Three poems by Michael Farry

Michael Farry, a native of CountySligo has lived in Trim since 1970. He has had poems published in poetry magazines in Ireland and the UK and was selected for Poetry Ireland Introductions 2011.  In 2009 he was awarded third prize in the Patrick Kavanagh Poetry Competition and was shortlisted for the Bridport Poetry Competition (UK) and longlisted for the Plough Poetry Prize (UK).  His first poetry collection, Asking for Directions, was published by Doghouse Books in 2012. He is also a historian and his book Sligo, The Irish Revolution 1912-1923 has just been published by Four Courts Press.

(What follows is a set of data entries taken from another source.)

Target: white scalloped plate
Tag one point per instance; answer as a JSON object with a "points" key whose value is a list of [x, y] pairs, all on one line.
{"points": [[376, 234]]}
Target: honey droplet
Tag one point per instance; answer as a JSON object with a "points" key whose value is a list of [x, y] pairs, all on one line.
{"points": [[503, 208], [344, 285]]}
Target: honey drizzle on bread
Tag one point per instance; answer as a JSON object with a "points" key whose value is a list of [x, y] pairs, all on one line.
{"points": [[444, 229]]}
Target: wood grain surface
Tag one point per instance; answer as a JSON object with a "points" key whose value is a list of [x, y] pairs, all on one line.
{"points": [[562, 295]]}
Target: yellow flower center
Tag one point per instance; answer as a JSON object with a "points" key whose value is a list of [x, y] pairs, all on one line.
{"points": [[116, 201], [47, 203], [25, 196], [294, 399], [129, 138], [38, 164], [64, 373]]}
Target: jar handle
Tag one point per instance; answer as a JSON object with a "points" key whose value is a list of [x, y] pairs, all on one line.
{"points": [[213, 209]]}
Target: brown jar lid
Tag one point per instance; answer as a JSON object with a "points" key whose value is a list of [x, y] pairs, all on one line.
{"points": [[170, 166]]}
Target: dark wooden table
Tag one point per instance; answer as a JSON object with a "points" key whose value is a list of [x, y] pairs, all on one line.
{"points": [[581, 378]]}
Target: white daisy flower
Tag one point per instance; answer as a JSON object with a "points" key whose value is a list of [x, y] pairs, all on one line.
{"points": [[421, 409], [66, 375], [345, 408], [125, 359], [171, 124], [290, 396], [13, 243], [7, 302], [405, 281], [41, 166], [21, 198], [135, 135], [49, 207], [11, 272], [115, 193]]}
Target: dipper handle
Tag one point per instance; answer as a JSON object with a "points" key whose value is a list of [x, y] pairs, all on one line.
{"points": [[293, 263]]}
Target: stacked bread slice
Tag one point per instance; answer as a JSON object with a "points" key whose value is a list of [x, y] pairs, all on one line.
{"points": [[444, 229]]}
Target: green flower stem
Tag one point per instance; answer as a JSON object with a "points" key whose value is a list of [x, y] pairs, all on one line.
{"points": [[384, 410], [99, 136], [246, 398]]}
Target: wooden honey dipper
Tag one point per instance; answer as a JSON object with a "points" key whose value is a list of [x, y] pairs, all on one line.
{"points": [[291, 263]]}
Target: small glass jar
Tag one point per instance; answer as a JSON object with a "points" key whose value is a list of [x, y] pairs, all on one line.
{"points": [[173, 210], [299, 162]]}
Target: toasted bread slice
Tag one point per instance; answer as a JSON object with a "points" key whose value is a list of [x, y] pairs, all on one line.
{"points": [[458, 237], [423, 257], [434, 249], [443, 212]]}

Three poems by Michael Farry

 

Six things I miss about teaching

Fresh September chalk
to write the wrongs of all their worlds,
one by one by one.

My desk’s relentless bulk,
cluttered with fantasies of first term,
facts of final months.

Rushed coffee at eleven,
reassurance of reality, as solid
as the clink of teaspoons.

Each new story start,
the glee of shared enjoyment, relish
of a stored memory.

High classroom windows
through which I stared out every day
at what passed for life.

Knots of eager heads
animated over vital tasks, weaving
intricacies in words.

And among tedious sheets
of biro-scrawled, third-hand mimicry,
one Grecian novelty.


Limerick Café

The chocolate cake was a let-down,
sinless, synthetic, but I ate it all
having learned long ago that food
is sustenance first and only after,
something else. My coffee was good.

Here scattered in our secure seats,
we read our random textbooks,
mine modern obsolete poetry,
a memory from the Latin times,
the author dead fifty-seven years.

I couldn’t see my neighbour’s cover,
guessed from the weight, colour
and her total concentration
that the tale was a thrilling lesson
in the uselessness of learning.

And just beyond her, I could tell
by the casual way the single man
skimmed his weighty newspaper,
allowed its shocks go stale
while he negotiated his crisp,

salad-filled, brown bread slices,
that he, like me, learned sometime
in the last millennium’s uproar
that a sandwich is more real than
all the world’s small alarms.

Here we sit, at individual settings,
a choir, concentrating on our notes,
or cast of epic drama, delivering
learned lines, rehearsed asides,
moving to direction. Or maybe not.

In any case we do what’s necessary,
keep our heads down, take and eat
what’s vital, some scraps of food,
liquid, printed words and, a bonus
if available, fresh chocolate cake.

Studies

My mastery of geometry
was tested by the tangents of her ready smiles,
her angled eyes and straight-line conversation.
When she challenged the compass
of my calculations, the degrees
of my interest
I went back to basics,
studied Euclid
and in one overheated night
got as far as the penultimate theorem
where I stumbled over the precision of facial signals,
intersecting planes of interest,
signs and co-signs of affection.

Chastened
I am going to take up geography
explore the darker regions to the south.